Terri-Jane Yuzda

Invaluable Memories
From a Longtime Volunteer


Public Relations Coordinator

Paul Elliott, P.Eng., has been a member of APEGGA since 1971. He received his education in England at Nottingham and Norwich. Paul currently runs his own company, Elliott Engineering Limited.

Paul has volunteered on many committees during his time as an APEGGA member, including the Calgary District Meetings Committee, Calgary Branch Executive, Professional Development Committee, and the University of Calgary Student Liaison Committee. He currently sits on the Investigative Committee and he's also an Outreach volunteer.

Why do you volunteer with APEGGA?
Serving as a volunteer for the first few years you become hooked. You get to know so many people it's impossible to remember all their names. Getting together at annual functions and meeting people in other professions is such a tremendous experience. There is no way you can quit. I love this Association and I would do anything to maintain the high level of professionalism that exists within its membership. The Outreach program is an excellent opportunity to meet teachers and children working at the Grade 3 and 6 levels.

Can you recall a particularly memorable volunteer experience?
There have been many memorable experiences. As the chairman of the Calgary District Meetings Committee I organized a seminar with Roger Boisjoly, P.Eng., as the guest speaker. He was an engineer with Morton Thyokol at the time of the Challenger disaster. I also organized another seminar on the English Channel Tunnel, now commonly referred to as the Chunnel. We brought Richard Storer over from the U.K. to speak about the construction and progress of the Chunnel. On a lighter note, while presenting to a Grade 3 class I was asked by one of the girls if I was married. I think a lot of the volunteer presenters have been asked that question at some time or other.

What made you decide to become an engineer?
My dad had a book titled How it is Made. I must have read most of this book and looked at the pictures hundreds of times. I must have brainwashed myself because all I wanted to do was become a person who builds things. Entering an apprenticeship seemed to be the way to do it, and would you believe it, "Now I are a Injuneer" - I must admit I saw that statement in university in 1970. I like to think that my career has been a blast, it's been exciting, ever since I started in 1950 in Nottingham, England.

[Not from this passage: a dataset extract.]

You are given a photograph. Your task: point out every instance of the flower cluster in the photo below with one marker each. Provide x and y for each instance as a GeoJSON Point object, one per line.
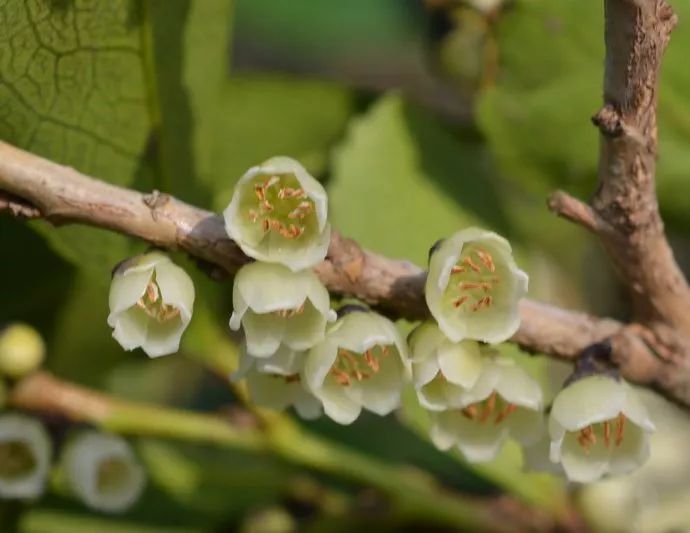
{"type": "Point", "coordinates": [297, 352]}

Is there a person who has been helpful in your development as a professional?
I would have to say the people who have had the most significant influence on my life are the multitudes of professionals I have come into contact with throughout my time volunteering. I have a great respect for the staff at both the Edmonton and Calgary APEGGA offices, members of many of the committees of the Association and all of the other volunteers I have come in contact with. Also I have great respect for the legal profession and especially those lawyers that work with the Association on the committees.

What are your other hobbies and activities?
I like doing model railways but don't have much time. I make wine and I have to make time for that. I teach five or six classes a week in step aerobics and aquasize and at my young age I not only keep healthy but I also get paid for it. It's a win-win situation. With all of the volunteering that I do there is a bit of time left to watch TV, so my wife tapes the programs we like. That way no time is wasted watching adverts.